Once you dream about BIOFUEL, it would be a real Bio Nightmare!

Saya terlibat dalam liputan Al Jazeera mengenai ancaman Bio Fuel dan Global Warming. Mereka menggambarkan kehancuran Kalimantan seperti Tsunami! Mereka tidak berlebihan. Apa yang saya saksikan benar - benar biadab, jauh lebih kejam dan jahat daripada illegal logging. Dalam kejahatan illegal logging, hany akayu - kayu jenis tertentu yang punya nilai jual saja yang ditebang, yang kecil - kecil dibiarkan saja untuk kemudian tumbuh besar beberapa tahun kemudian. Hutan tidak benar - benar gundul.

kalau perusahaan kelapa sawit, mereka benar - benar mencukur gundul hutan itu. Pohon besar kecil, semak - semak semuanya disapu bersih. Seauh mata memandang hanya hutan yang porak poranda, rata dengan tanah seperti tsunami. Panas, panas dan panas. Orangutan dan jutaan satwa liar musnah digilas buldoser dan excavator.

Selamat datang Malaysia, tuan baru bangsa Indonesia.


Hardi dan Orangutan.


On May 11, 2007, at 2:14 PM, Sunny wrote:


RIAU POS

11 Mei 2007 Pukul 09:38

Ancaman "Biofuel"


Malam itu dua orang wanita bule menemui saya sebagai teman lama. Saya langsung saja pada masalah pokok dan bertanya “Kenapa datang ke Indonesia?”. Diapun menjelaskan “Saya baru saja dari Brazil dan sayang sekali saya di sana mendapat serangan jantung. Tapi ada hal yang menarik disamping sakit yang saya derita dan dua hari tidak sadar.
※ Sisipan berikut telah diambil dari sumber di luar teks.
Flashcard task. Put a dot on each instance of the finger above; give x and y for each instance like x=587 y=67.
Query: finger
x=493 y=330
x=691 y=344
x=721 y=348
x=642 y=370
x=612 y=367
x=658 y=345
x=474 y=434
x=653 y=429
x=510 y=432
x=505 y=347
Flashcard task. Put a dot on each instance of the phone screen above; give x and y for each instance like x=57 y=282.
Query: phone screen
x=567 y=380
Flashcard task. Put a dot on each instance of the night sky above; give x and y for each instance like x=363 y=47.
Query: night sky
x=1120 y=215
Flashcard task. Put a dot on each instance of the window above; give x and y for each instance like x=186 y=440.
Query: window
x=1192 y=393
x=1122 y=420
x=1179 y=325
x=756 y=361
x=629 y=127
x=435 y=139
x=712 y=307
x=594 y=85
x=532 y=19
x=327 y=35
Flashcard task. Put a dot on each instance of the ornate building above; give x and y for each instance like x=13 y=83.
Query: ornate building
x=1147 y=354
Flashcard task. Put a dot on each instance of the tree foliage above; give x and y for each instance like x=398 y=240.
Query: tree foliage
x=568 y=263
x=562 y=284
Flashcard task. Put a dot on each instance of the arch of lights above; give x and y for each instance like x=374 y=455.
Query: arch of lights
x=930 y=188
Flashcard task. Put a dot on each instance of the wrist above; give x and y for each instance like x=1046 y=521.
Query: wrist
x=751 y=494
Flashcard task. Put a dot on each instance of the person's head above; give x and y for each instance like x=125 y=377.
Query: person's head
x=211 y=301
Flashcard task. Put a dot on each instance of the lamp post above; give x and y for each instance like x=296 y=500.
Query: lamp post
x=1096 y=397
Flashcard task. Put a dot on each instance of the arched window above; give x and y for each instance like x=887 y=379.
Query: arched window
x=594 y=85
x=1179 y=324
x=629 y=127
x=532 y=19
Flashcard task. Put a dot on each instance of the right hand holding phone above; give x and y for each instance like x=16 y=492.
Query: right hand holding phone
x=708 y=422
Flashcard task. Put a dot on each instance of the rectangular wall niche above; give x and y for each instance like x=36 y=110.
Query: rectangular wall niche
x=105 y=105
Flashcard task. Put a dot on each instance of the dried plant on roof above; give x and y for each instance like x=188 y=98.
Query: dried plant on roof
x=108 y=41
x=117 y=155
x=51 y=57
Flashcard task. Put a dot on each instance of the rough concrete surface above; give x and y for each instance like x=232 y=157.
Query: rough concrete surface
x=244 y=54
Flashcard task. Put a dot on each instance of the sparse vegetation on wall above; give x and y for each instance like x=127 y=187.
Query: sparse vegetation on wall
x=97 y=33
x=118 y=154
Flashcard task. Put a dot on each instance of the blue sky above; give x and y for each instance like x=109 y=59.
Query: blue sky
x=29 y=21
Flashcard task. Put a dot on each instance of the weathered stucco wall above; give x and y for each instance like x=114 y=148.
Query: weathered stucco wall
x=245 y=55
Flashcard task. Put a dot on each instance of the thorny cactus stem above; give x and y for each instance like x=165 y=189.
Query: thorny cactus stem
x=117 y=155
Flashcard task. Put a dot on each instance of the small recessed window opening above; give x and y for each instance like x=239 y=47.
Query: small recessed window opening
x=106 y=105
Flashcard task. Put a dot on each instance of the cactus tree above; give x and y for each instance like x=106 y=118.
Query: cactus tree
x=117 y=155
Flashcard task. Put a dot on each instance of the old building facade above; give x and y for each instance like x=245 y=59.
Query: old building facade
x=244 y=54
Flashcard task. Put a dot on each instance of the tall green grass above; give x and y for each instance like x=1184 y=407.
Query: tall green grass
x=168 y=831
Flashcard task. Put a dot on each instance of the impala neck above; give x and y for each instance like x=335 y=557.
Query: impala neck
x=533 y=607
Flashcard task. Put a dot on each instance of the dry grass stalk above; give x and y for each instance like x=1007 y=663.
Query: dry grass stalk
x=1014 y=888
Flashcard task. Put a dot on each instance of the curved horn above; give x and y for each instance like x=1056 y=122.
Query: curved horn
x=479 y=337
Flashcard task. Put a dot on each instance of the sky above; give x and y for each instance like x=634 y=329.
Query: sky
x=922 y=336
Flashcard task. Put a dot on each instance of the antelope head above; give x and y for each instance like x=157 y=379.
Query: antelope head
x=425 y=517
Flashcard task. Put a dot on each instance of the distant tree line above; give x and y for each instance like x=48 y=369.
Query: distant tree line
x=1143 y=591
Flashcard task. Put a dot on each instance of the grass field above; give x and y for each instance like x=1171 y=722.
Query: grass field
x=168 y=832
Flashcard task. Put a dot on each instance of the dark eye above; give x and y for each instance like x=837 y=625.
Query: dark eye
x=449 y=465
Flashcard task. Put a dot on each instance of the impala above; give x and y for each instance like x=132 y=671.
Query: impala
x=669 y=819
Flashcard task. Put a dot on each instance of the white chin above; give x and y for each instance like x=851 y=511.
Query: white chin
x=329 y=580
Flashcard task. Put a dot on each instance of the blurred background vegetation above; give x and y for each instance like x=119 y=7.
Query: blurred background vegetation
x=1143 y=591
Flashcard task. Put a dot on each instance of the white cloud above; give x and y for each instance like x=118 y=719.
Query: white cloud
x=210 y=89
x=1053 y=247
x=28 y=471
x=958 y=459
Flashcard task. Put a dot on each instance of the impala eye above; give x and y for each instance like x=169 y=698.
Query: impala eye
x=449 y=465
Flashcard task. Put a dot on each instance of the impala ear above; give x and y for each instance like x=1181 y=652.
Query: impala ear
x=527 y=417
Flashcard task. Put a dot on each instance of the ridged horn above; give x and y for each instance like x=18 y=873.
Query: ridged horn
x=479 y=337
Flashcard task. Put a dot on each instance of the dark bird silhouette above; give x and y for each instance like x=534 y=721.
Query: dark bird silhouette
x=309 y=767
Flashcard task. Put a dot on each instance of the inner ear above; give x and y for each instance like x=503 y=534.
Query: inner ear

Sekitar seperempat bahan bakar transportasi di Brazil tahun 2002 adalah etanol”. Pembicaraan lebih serius. Uni Eropa merencanakan 5,75 persen etanol yang dihasilkan dari gandum, bit, kentang atau jagung ditambahkan pada bahan bakar fosil pada tahun 2010 dan 20 persen pada 2020.

Apa hubungannya dengan Indonesia? Masyarakat dunia khawatir sesudah penghancuran hutan Sumatera dan Kalimantan maka deretan yang berikutnya adalah Papua. Pada masa kini di Eropa sudah tak ada lagi musim semi dan begitu musim dingin maka langsung didera oleh panas.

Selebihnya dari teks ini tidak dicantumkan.